Norwegian investor HitecVision launched Moreld with 3,600 employees, combined 2019 revenue of NOK 8.8 billion (€875 million), and, it claims, “core competencies and experiences” transferrable to other sectors, including offshore wind.
Moreld’s 20 constituent companies will be able to draw on larger resources and strength to execute their plans, share knowledge with each other, and become more attractive partners for customers, suppliers, and lenders, HitecVision explained.
In the past 18 months, the investor had tried and failed to sell “even well-run and profitable suppliers” due to “uncertainty around oil and gas”, so was now focusing on helping them pivot to new business areas, HitecVision explained.
“Each of the companies will continue to operate under its existing name, but the size and financial robustness of the new group will put them in a better position to establish new business areas, jointly or individually,” HitecVision partner André Ølberg added.
The investment firm conceded that “the oil and gas sector is expected to remain the most important for the company for a long time”, but “in the longer term… less important”.

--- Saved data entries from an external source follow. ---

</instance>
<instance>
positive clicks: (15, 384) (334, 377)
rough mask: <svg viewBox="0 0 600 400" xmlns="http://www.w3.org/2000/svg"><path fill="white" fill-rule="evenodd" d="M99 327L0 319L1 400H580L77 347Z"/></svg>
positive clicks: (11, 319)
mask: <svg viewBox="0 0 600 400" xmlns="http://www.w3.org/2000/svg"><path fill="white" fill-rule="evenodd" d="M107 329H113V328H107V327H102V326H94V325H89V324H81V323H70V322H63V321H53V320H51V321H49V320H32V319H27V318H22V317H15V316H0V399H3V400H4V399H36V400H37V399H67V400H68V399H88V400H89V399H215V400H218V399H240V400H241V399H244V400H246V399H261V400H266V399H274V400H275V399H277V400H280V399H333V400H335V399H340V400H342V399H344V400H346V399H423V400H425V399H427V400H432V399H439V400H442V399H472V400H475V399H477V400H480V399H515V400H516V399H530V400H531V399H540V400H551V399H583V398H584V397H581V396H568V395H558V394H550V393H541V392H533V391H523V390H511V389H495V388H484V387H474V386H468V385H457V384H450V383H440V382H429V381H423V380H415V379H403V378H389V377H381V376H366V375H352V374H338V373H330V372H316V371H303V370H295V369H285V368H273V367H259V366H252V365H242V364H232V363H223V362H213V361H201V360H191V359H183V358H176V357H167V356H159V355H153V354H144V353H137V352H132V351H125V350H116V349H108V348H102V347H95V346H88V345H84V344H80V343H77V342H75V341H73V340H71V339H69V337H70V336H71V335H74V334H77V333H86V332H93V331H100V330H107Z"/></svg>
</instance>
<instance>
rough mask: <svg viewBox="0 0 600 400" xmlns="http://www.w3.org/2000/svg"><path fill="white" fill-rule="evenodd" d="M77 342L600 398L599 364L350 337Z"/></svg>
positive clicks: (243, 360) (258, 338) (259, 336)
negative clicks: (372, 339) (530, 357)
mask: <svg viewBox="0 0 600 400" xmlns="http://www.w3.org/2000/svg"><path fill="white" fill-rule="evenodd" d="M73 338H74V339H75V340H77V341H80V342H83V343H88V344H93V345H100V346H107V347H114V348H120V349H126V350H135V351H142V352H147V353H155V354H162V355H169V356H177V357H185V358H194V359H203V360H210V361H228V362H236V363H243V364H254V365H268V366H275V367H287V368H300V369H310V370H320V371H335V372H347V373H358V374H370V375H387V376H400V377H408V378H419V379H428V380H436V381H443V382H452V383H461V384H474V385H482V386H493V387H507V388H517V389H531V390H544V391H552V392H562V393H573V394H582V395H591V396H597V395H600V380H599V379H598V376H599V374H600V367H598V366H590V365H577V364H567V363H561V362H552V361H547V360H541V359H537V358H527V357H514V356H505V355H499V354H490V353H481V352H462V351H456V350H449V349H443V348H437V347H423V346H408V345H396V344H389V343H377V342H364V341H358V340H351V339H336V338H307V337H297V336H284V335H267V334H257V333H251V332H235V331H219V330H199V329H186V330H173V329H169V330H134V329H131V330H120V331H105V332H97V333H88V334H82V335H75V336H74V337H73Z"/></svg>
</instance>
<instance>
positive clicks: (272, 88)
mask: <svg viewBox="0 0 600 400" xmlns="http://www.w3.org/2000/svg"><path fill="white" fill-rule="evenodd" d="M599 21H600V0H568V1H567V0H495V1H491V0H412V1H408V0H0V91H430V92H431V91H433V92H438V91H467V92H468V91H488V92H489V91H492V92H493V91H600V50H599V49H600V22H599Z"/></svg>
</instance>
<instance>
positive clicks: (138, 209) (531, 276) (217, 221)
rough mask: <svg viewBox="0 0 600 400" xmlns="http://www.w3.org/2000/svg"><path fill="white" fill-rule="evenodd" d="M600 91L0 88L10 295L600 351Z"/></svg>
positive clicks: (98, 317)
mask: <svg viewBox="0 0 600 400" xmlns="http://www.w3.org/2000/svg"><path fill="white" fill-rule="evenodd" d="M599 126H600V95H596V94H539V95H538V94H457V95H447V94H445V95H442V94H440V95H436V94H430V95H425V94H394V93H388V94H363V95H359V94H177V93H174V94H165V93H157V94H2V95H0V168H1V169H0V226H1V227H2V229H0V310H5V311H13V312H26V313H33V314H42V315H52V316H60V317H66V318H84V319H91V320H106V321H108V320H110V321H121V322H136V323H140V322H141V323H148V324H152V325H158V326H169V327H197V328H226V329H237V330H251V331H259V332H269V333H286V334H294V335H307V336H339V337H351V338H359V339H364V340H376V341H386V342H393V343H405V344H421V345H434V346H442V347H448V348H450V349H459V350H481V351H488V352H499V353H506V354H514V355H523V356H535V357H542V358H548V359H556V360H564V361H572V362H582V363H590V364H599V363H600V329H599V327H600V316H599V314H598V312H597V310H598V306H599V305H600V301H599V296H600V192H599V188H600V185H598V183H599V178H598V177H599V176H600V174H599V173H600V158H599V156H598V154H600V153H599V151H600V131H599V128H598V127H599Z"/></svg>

It added that offshore wind and offshore aquaculture — including fish farming — would be “among major global growth areas where these companies have unique core competencies and experience”.
HitecVision highlighted one member of Moreld, Vyrhof, which is already involved in mooring solutions and project management for floating offshore wind.
Newly appointed Moreld chief financial officer Endre Folge suggested strengths of working in a group include size, technological know-how, and health and safety practices offshore.
“Growth in the long-run will be about the transition to renewable energy resources, other sustainable use of the oceans, and making use of the companies’ broad core competencies towards other sectors,” he added.